1 Introduction

Maintenance strategies play a pivotal role in industries like oil and gas, where equipment reliability directly impacts operational efficiency, safety, and profitability. Traditional maintenance practices, often characterized by fixed schedules or reactive interventions, have given way to more sophisticated approaches that harness the power of artificial intelligence (AI) and data-driven insights. This literature review delves into the existing research landscape concerning AI-based predictive maintenance strategies, particularly focusing on the application of Random Forest and Linear Regression models in the context of vibration monitoring for oil and gas facilities.

1.1 Predictive Maintenance in Oil and Gas

The oil and gas industry depends heavily on complex equipment and machinery, making maintenance a critical concern. The shift from time-based maintenance to predictive strategies has been fueled by advancements in sensor technology, data analytics, and machine learning. Researchers have recognized the potential benefits of predicting equipment failures before they occur, which can significantly reduce downtime, operational costs, and enhance safety (Kandziora, 2019).

1.2 AI in Predictive Maintenance

The integration of AI techniques, such as machine learning and deep learning, into predictive maintenance strategies has gained substantial attention.
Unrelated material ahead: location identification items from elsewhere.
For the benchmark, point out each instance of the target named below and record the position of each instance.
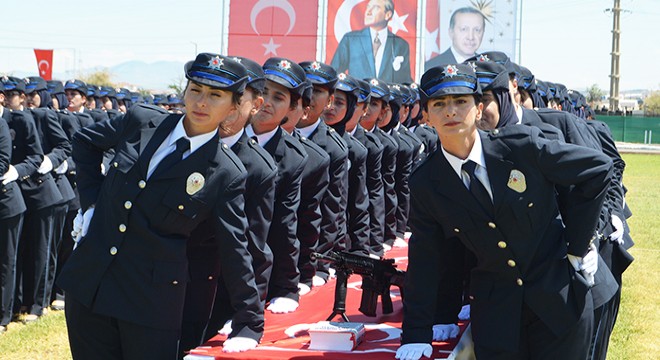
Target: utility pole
(615, 75)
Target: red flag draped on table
(261, 29)
(45, 63)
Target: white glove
(239, 344)
(226, 329)
(442, 332)
(303, 289)
(465, 312)
(64, 166)
(87, 218)
(280, 305)
(10, 175)
(317, 281)
(413, 351)
(617, 235)
(46, 166)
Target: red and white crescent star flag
(432, 29)
(261, 29)
(348, 15)
(44, 63)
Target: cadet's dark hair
(465, 10)
(235, 95)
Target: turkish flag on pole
(45, 63)
(261, 29)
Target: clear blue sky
(566, 41)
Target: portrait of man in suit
(374, 51)
(466, 31)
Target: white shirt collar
(195, 142)
(262, 139)
(476, 155)
(518, 113)
(232, 139)
(308, 130)
(459, 58)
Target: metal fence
(633, 129)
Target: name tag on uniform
(194, 183)
(517, 181)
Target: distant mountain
(154, 76)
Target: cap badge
(216, 63)
(517, 181)
(450, 71)
(194, 183)
(284, 64)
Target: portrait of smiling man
(374, 51)
(466, 31)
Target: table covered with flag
(286, 337)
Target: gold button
(511, 263)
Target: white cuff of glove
(413, 351)
(238, 344)
(64, 166)
(617, 235)
(226, 329)
(281, 305)
(10, 175)
(46, 166)
(465, 312)
(442, 332)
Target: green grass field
(637, 332)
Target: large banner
(393, 40)
(261, 29)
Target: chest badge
(194, 183)
(517, 181)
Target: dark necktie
(182, 145)
(477, 189)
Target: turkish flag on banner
(432, 29)
(45, 63)
(349, 15)
(261, 29)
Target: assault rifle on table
(377, 277)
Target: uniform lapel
(367, 48)
(451, 186)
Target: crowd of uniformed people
(166, 219)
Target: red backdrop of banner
(261, 29)
(44, 63)
(348, 15)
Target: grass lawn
(636, 335)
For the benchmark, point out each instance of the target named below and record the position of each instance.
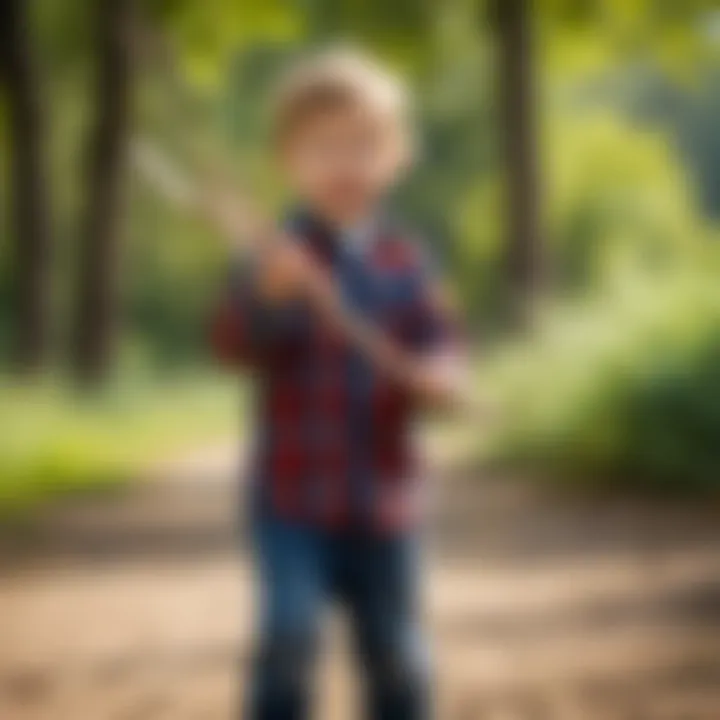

These techniques enable the extraction of patterns and anomalies from large datasets, allowing for proactive decision-making. Machine learning models, including Random Forest and Linear Regression, have emerged as popular choices due to their interpretability and ability to handle diverse feature sets (Bravo et al., 2014).

1.3 Random Forest for Predictive Maintenance

Random Forest, an ensemble learning method, has been widely adopted in predictive maintenance due to its versatility and resilience against overfitting. Researchers have applied Random Forest to diverse datasets, demonstrating its effectiveness in fault detection, classification, and remaining useful life prediction. In the context of oil and gas facilities, studies have explored the use of Random Forest for analyzing vibration data to predict equipment failures. The model’s ability to capture complex relationships within the data makes it suitable for detecting early signs of anomalies (Greenwood, 2016).

1.4 Linear Regression for Predictive Maintenance

Linear Regression, a simple yet interpretable model, has been used extensively in predictive maintenance research. While less complex than other machine learning algorithms, Linear Regression remains valuable for its ability to provide insights into the direction and magnitude of relationships between variables. In the realm of oil and gas facilities, Linear Regression has been applied to vibration data to identify correlations between sensor readings and equipment performance. Despite its limitations in capturing nonlinear relationships, Linear Regression can still offer valuable insights when combined with domain knowledge (Mohammed, 2023).

1.5 Findings and Insights

The existing literature showcases a range of findings regarding the application of Random Forest and Linear Regression models in predictive maintenance for oil and gas facilities. Random Forest models have demonstrated promising results in terms of accuracy and robustness, enabling effective fault detection and prognosis. Linear Regression models, although less complex, have provided valuable insights into the impact of various parameters on equipment performance. The disparity in predictive performance between the two models suggests the need for careful consideration of model selection based on the complexity of the dataset and the desired level of interpretability.(Poh, Ubeynarayana, & Goh, 2018).

1.6 Future Directions

While the use of Random Forest and Linear Regression models in predictive maintenance is well-established, future research should focus on enhancing model performance by integrating domain-specific features, exploring hybrid models, and leveraging advanced techniques such as deep learning (Paolanti et al., 2018). Additionally, investigations into the integration of real-time sensor data, multi-modal sensor fusion, and model interpretability will contribute to the refinement of AI-based predictive maintenance strategies.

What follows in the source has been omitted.